Siona's partner in revolution is Duncan Idaho, the constant companion of Leto throughout the years. For his entire reign, Leto has had a ghola of Duncan in charge of his Fish Speaker army. The Duncans represent the old Atreides loyalty, along with everything vital in humanity, so something in the Duncans always rebels against the holy blasphemy Leto has created; many Duncans die trying to kill Leto. When Siona finally arrives, she finds in Duncan a justification for revolt.

Meanwhile, the rest of the universe is scheming to kill Leto as well. The Bene Tleilaxu try many ham-handed schemes; the technocrats of Ix are smarter. They craft a human to seduce Leto. First they create Malky, a being of perfect evil, a devil to Leto's God. Malky is a charming Lucifer, and as ambassador to Leto's court he plumbs the depths of Leto's piety. In Dune Messiah, a face dancer, Scytale, reveals to a reverend mother that the Bene Tleilaxu created their own Kwisatz Haderachs, meaning "pure creatures", and discovered that Kwisatz Haderachs will die before becoming their opposites (and so can be killed by manipulating them into betraying themselves). Malky's purpose is to get Leto to turn on his holy creation, but he fails because the Ixians don't realize that Leto, more than anyone, knows the blasphemy he has created.

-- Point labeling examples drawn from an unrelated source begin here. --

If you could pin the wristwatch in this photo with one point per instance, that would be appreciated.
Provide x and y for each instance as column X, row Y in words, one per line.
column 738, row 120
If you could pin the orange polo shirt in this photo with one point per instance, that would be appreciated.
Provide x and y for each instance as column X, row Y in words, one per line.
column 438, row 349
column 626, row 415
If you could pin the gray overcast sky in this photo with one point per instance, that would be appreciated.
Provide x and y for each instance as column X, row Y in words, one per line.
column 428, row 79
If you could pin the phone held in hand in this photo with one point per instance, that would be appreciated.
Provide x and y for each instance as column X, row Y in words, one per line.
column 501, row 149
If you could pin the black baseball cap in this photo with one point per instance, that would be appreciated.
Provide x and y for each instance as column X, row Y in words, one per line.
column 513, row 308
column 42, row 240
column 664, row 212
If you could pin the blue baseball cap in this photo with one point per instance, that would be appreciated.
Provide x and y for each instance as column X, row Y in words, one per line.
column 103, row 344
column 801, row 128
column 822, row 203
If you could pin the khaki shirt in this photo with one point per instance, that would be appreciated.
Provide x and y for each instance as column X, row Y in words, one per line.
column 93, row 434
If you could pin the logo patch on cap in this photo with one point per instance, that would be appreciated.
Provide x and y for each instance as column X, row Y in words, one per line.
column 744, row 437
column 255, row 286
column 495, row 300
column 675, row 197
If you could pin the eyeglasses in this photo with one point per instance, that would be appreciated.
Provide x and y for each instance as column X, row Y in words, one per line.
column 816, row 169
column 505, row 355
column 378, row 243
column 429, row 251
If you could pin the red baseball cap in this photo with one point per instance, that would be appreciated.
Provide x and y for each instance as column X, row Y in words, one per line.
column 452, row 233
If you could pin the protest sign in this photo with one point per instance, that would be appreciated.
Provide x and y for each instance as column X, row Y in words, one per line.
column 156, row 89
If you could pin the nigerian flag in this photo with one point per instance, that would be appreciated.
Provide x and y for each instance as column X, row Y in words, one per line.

At the same time as Leto is breeding an invisible human, Ix invents another solution: no-chambers. A no-chamber is an electro-mechanical construct that hides its contents from prescient vision. Inside the first no-chamber, the Ixians grow their next attempt: Malky's niece, Hwi Noree, who shall replace him as Ix's ambassador. Hwi is the opposite of Malky, a creature of pure goodness. Where Malky failed, Hwi succeeds. Leto falls in love with her, and plans to marry her. In so doing, he weakens his godhood enough to allow Siona's revolt the possibility of success.

Leto plans to wed Hwi in what remains of an old Fremen village. The desert disappeared long ago, except for a preserve in which no sandworms roam. Leto plans a journey by foot to the village where he has sent Duncan and Siona, hoping they will breed. But at his arrival, Duncan uses a lasgun to destroy the bridge Leto and Hwi are crossing, dropping them into a river. The water destroys Leto's sandworm body, decomposing it into the sandtrout that will lock up the water in their bodies, recreating the conditions for the sandworms to re-appear, each with a pearl of Leto's consciousness inside it. Leto dies, his last vision that of the Golden Path, shining brightly in humanity's future.